Стеллер дает подробное описание обряда, который проводит ительмен после удачной охоты. Он называет это обычаем гостеприимства, так как «охотник созывал к себе всех своих друзей с их женами и детьми» [Стеллер 1999, 190]. Можно предположить, что ученый не был настолько осведомлен об особенностях медвежьего праздника, известного многим народам, поэтому он не структурирует его и тем более не указывает на его сакральность, хотя все приводимое об этом свидетельствует.
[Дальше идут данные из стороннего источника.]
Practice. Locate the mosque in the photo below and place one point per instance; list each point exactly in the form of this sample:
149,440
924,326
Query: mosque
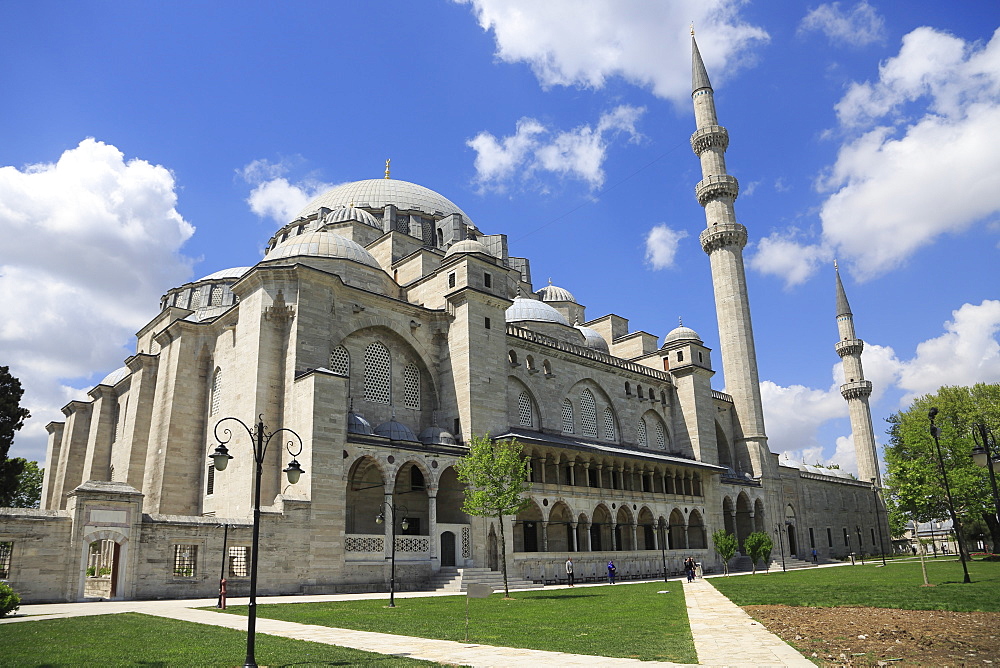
385,329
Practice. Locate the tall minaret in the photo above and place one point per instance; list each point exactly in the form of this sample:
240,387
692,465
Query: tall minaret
856,389
724,241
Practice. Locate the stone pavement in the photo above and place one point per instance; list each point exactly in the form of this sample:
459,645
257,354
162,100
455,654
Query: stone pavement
724,635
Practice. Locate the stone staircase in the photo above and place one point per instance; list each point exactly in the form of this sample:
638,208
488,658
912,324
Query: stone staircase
458,579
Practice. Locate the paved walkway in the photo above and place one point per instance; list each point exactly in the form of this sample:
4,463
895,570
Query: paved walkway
724,635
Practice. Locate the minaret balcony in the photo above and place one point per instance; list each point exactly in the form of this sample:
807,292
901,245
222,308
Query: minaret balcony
717,186
859,389
849,347
723,235
711,136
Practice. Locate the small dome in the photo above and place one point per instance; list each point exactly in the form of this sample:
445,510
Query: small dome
115,376
467,246
682,333
322,244
553,293
349,213
436,436
358,425
395,431
525,309
593,340
235,272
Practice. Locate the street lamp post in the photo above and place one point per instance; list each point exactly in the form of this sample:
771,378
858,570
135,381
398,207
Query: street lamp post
260,439
781,546
393,509
878,520
983,456
932,413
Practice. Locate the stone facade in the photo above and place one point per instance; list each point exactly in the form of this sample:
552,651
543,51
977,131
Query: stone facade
386,329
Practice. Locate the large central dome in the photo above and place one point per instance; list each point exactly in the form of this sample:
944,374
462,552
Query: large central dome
376,193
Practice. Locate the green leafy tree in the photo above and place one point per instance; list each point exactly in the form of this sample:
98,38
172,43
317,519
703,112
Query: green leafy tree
914,483
496,479
29,489
12,417
725,545
759,545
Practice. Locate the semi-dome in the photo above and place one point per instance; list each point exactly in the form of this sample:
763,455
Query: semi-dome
377,193
682,333
467,246
525,309
436,436
395,431
115,376
349,213
322,244
592,339
553,293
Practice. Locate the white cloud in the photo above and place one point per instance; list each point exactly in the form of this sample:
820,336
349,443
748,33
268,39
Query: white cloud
571,43
860,26
91,242
273,195
577,153
967,353
661,246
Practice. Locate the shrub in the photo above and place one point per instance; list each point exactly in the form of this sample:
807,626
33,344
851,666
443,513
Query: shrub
9,600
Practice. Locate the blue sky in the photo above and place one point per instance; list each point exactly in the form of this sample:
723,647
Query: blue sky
143,145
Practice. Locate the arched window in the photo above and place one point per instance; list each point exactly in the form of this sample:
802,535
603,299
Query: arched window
524,412
610,433
340,361
378,374
588,414
216,396
411,387
567,416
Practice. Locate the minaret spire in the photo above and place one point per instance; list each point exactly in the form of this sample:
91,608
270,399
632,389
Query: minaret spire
723,241
856,389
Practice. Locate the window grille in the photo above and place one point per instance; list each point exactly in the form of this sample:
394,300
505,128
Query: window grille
610,433
411,387
378,374
238,561
216,392
567,416
588,414
185,560
340,361
524,410
6,550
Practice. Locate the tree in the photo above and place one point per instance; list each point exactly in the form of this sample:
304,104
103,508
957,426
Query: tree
914,478
759,545
12,417
725,545
29,488
496,478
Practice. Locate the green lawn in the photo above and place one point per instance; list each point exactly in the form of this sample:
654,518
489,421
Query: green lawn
897,585
621,621
141,640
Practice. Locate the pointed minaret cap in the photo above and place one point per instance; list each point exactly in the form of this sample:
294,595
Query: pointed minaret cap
699,75
843,308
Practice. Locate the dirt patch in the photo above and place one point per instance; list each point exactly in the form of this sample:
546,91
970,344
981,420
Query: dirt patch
882,637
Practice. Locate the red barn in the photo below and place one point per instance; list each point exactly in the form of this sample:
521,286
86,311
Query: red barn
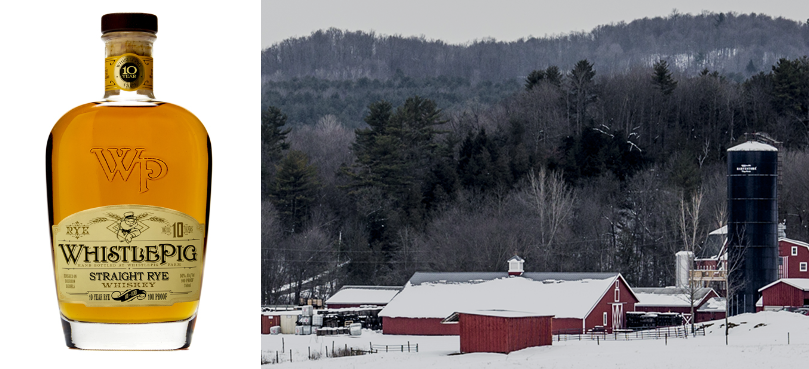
578,301
793,259
785,292
672,300
356,296
267,321
501,331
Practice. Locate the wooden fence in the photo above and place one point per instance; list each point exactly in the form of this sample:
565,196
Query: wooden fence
627,335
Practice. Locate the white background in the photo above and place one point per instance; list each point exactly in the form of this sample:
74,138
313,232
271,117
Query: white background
206,60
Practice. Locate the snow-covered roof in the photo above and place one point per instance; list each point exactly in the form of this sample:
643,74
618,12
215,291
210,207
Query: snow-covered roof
714,304
753,146
669,296
794,242
560,297
476,277
799,283
367,295
496,313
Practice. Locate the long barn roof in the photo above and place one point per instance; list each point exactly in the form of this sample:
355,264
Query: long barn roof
438,295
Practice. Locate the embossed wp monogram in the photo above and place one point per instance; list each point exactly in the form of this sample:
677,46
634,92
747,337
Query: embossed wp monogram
122,161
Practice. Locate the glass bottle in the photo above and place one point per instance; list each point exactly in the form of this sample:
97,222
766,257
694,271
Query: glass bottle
129,181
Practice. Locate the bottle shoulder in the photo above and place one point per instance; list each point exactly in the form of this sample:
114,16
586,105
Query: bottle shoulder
153,113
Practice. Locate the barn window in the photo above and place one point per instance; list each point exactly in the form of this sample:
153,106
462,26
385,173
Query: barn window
617,292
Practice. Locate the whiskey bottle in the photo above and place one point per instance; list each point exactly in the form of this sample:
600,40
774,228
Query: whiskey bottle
129,183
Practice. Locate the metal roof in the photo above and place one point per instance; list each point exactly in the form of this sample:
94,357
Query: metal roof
668,296
472,277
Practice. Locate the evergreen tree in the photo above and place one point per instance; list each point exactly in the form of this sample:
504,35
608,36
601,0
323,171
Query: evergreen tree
273,139
791,86
553,76
582,90
294,190
751,68
534,78
273,143
662,78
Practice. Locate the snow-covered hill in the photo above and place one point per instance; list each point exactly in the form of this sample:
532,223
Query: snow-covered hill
757,341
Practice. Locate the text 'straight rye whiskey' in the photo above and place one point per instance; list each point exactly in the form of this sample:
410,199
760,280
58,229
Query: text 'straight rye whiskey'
129,181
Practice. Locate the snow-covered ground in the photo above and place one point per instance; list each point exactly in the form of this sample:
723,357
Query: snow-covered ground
760,341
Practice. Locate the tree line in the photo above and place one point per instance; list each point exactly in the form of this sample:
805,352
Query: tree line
736,45
578,171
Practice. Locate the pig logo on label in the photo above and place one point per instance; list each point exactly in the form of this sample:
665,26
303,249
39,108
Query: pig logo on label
127,227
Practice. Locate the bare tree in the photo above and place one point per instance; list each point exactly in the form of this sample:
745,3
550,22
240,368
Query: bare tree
552,200
688,224
733,282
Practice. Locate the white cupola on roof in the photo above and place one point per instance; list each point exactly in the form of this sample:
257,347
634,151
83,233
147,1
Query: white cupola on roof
515,265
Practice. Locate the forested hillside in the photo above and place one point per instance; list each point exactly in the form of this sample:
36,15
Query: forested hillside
573,168
736,45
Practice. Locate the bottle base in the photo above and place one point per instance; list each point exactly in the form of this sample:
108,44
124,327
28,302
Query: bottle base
141,336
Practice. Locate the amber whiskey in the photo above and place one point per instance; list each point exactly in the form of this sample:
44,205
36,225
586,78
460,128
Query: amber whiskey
129,181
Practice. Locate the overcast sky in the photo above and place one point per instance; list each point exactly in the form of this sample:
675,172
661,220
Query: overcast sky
457,21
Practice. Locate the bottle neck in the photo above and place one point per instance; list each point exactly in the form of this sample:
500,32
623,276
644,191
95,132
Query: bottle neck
128,67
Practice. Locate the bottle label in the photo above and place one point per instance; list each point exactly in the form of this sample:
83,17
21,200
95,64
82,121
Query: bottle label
128,72
128,255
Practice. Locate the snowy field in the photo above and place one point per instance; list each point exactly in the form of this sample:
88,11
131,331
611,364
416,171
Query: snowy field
749,346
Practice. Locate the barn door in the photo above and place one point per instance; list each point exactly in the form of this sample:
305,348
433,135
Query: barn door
617,316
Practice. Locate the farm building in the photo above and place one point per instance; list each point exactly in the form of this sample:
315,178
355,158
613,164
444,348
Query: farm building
712,309
356,296
785,292
793,258
285,319
578,301
672,300
501,331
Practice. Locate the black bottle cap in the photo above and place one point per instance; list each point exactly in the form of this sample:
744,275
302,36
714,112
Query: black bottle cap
137,22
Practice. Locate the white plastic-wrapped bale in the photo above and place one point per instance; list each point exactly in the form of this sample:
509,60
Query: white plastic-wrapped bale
288,323
304,319
355,329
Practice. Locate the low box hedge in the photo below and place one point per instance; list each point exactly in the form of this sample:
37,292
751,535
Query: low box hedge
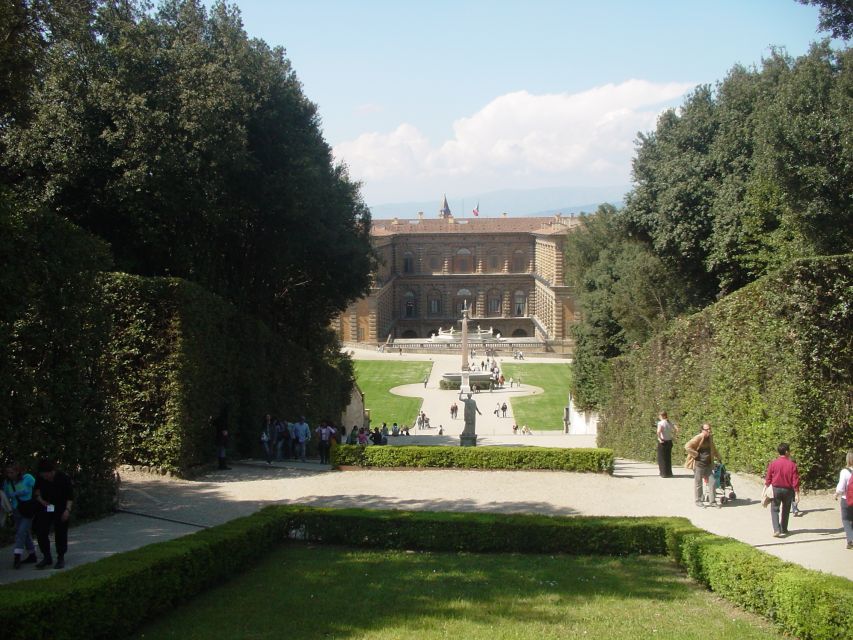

У Стеллера явно просматриваются два существенных акта из трех, характерные для подобных обрядов. Здесь отсутствует «первый акт» — непосредственная подготовка к охоте с заклинаниями, магическими действиями. Зато со многими подробностями представлен «второй акт» — коллективное поедание мяса животного как «дальнейшее производственное действие» [Богораз-Тан 1936, 4, 3].
Во время разделки туши медведя совершались ритуальные пляски, «старики же вели беседы, сложив на коленях руки. Через некоторое время после начала пляски старики один за другим также вскакивали со своих мест и присоединялись к хороводу» [Стеллер 1999, 190]. Беседа стариков, вероятно, имела отношение к охоте как особому событию, поэтому так органично их переключение на пляску.
Особая часть действа — собственно ритуальное поедание, когда хозяин-охотник, рассадив гостей в один ряд, каждому подносит определенную часть с традиционными возгласами.
Третья часть обряда — проводы медведя, собственно воскрешение зверя. Это происходит после пиршества хозяина с гостями. В данной части обряда внимание приковано к голове медведя, которую украшают травой, просят у нее прощения, а также приглашают голову возвратиться сюда вместе с сородичами.
Как видно из этого описания, в культуре ительменов XVIII в. обряд зверя, на которого охотились, сохранился довольно полно. Заканчивая его описание, Стеллер добавляет:
Точно такой же обряд совершается ительменами и над тюленями, морскими львами и другими животными, с которыми они обходятся таким же образом [Стеллер 1999, 190].
Корякский обряд встречи и проводов медведя записан В. Иохельсоном; на него ссылается С. Н. Стебницкий, приводя также и собственные записи этого обряда, сделанные уже в 20-е годы XX в. [Стебницкий 2000].
В XX в. еще не раз фиксировали «Праздник медведя» — и самостоятельный, и составную часть обряда поклонения нерпе «Ололо» («Хололо»).
В современных записях «Праздник медведя» в основном сохраняет многие ритуальные действия, корнями своими уходящие в архаическую эпоху. Прежде всего это приход медведя в гости.
После удачной охоты на медведя охотники и их семьи устраивают праздник. Радуют медведя-гостя [Уркачан 2002, 25].
Развернутой в записях осталась и ритуальная часть, связаная с головой медведя. Во всех вариантах указывается, что «голову медведя тщательно очищают от мяса» [Эчган 1990, 9]. Особое внимание уделяется глазам. Так в одном варианте читаем:
Глаза медведя целиком глотают — чтобы глаза у молодых были зоркие, не слезились и не болели [Эчган 1990, 9].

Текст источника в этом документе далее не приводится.